A precisão da prosa deste escritor, a sua virtude na multiplicação de ritmos e a inventidade das soluções que lhe permitem cruzar, do plano exterior das descrições para, no momento seguinte, entrar no íntimo das personagens e seguir o curso das suas inquietações e pensamentos, aliam-se à vacilação e incerteza, de modo que os seus romances resultam muitas vezes em intrincados puzzles queformulando verdadeiras investigações – e o título do seu último romance é “A Investigação” – dos vários planos que somam a realidade.
Além do seu último romance, publicado por cá em 2002, a Editorial Caminho ofereceu-nos nas excelentes traduções de António Gonçalves outros dois – “A Ocasião” (1989) e “As Nuvens” (2001). A estes junta-se agora “Cicatrizes”, com o selo da Cavalo de Ferro e tradução de Miguel Filipe Mochila.
Tratando-se daquele que é considerado o primeiro romance da maturidade literária de Saer – e para alguns será mesmo a sua grande obra-prima – este é um romance que desafia a estrutura narrativa pela forma como servindo-se de um homicídio constrói quatro visões pessoais e entretece de forma subliminar uma série de leituras filosóficas, com as quatro narrativas interdependentes a construir um retrato giratório da província de Santa Fé num período identificado e particularmente conturbado da sua história.
Ao i, Miguel Filipe Mochila diz que a temática desta se prende com “uma inércia generalizada, ecoando uma ausência de sentido que acaba por ser uma falta de sentido histórica”. Repassando o trauma da queda do peronismo, Saer nunca se lhe refere directamente, furtando-se ao registo documental e não caíndo num realismo social, mas deixando que sejam as vidas privadas das personagens a reflectir aquele momento. E isto fica patente, de acordo com o tradutor, “com independência das suas condições e circunstâncias – sejam sócio-económicas, sejam taras particulares, vícios ou hábitos – na forma como vivem de forma amorfa e desvitalizada”.

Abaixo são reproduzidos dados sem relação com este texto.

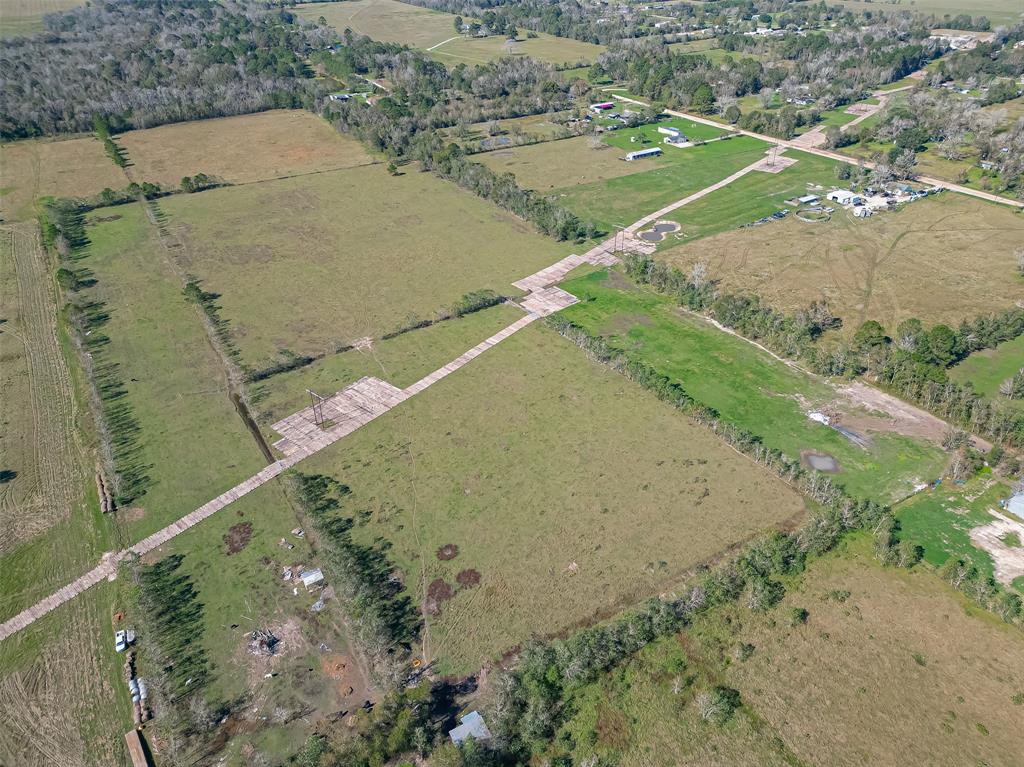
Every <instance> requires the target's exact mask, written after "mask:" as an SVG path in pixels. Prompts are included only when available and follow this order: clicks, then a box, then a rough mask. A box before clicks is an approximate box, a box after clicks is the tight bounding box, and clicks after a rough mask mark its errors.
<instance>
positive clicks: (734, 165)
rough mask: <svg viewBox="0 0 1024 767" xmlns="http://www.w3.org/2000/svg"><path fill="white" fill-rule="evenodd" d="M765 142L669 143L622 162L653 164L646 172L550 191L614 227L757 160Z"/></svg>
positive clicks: (578, 209) (726, 141)
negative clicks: (658, 153)
mask: <svg viewBox="0 0 1024 767" xmlns="http://www.w3.org/2000/svg"><path fill="white" fill-rule="evenodd" d="M633 145H634V146H637V145H638V144H633ZM766 148H767V144H766V143H765V142H764V141H761V140H760V139H757V138H751V137H750V136H737V137H734V138H730V139H728V140H723V141H712V142H709V143H707V144H703V145H699V146H688V147H685V148H675V147H671V146H670V147H668V148H666V151H665V154H664V155H663V156H662V157H658V158H649V159H644V160H637V161H634V162H633V163H625V162H624V165H641V166H646V167H649V168H650V170H648V171H646V172H641V173H634V174H631V175H628V176H621V177H617V178H610V179H607V180H604V181H596V182H592V183H588V184H582V185H577V186H565V187H562V188H560V189H556V190H555V191H554V193H553V195H552V197H553V198H554V199H555V200H556V201H557V202H558V203H559V204H561V205H563V206H564V207H566V208H568V209H569V210H571V211H572V212H573V213H575V214H577V215H578V216H580V217H581V218H583V219H585V220H588V221H594V222H596V223H597V224H598V225H599V226H600V227H602V228H603V229H604V230H605V231H612V230H614V228H615V226H617V225H624V226H629V225H630V224H632V223H633V222H634V221H636V220H638V219H640V218H642V217H643V216H645V215H647V214H649V213H651V212H653V211H655V210H657V209H659V208H663V207H665V206H666V205H669V204H670V203H673V202H675V201H677V200H680V199H682V198H684V197H687V196H688V195H691V194H693V193H694V191H698V190H699V189H702V188H705V187H706V186H709V185H711V184H713V183H715V182H716V181H720V180H721V179H723V178H725V177H726V176H728V175H730V174H731V173H734V172H735V171H737V170H739V169H740V168H743V167H745V166H748V165H750V164H752V163H755V162H757V161H758V160H760V159H761V158H763V157H764V154H765V150H766ZM620 151H621V150H620Z"/></svg>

O grande desafio passa, assim, necessariamente, para o lado metaliterário, diz Mochila: “Como fazer narrativa num tempo que está privado da sua própria estrutura narrativa? Um tempo sem finalidade é um tempo sem narrativa. Daí a obsessão descritiva, reiterativa, claustrofóbica, circular, de Saer.” Com evidentes ecos do nouveau roman, o experimentalismo quebra com os modelos da ficção, e não o faz pelo puro divertimento – embora essa dimensão aparentemente gratuita esteja lá, muitas vezes revelando o paralelo da literatura com o jogo: a caça, as cartas, o bilhar… O escritor parece sugerir que tudo se perde, e a própria sociedade se dilui na forma como as relações se corrompem, e dão lugar ao isolamento e ao cinismo.
Contudo, e mesmo quando a possibilidade de redenção elude as personagens nos tiques cómicos que afinal compõem uma tragédia, a literatura certamente ganha com “as derivas sádicas, os momentos delirantes e desarrazoados, a dimensão psicológica das subtilezas dos acontecimentos viciados pelas perspectivas divergentes”, sublinha Mochila.
Algo que ficou claro pela recepção bem menos que efusiva deste genial romance é o grau de exigência que pede do leitor. Espelhando um reflexo duríssimo da realidade que experienciou no seu país, Saer vai mais longe no seu esforço de crítica social não cedendo a um romance de tese, mas colocando o apocalipse ao nível dos versos de T.S. Eliot: “Esta é a forma como o mundo acaba/ Não com um estrondo, mas com um gemido.” O cenário é, portanto, o da dissolução, com “a colectividade representada na sua humanidade regressiva”, explica o tradutor. E os gorilas – termo que era usado na argentina por referência a certo tipo burguês – exemplificam esse esvaimento do ânimo social, num mundo “liderado pelo capricho e pelo impulso”.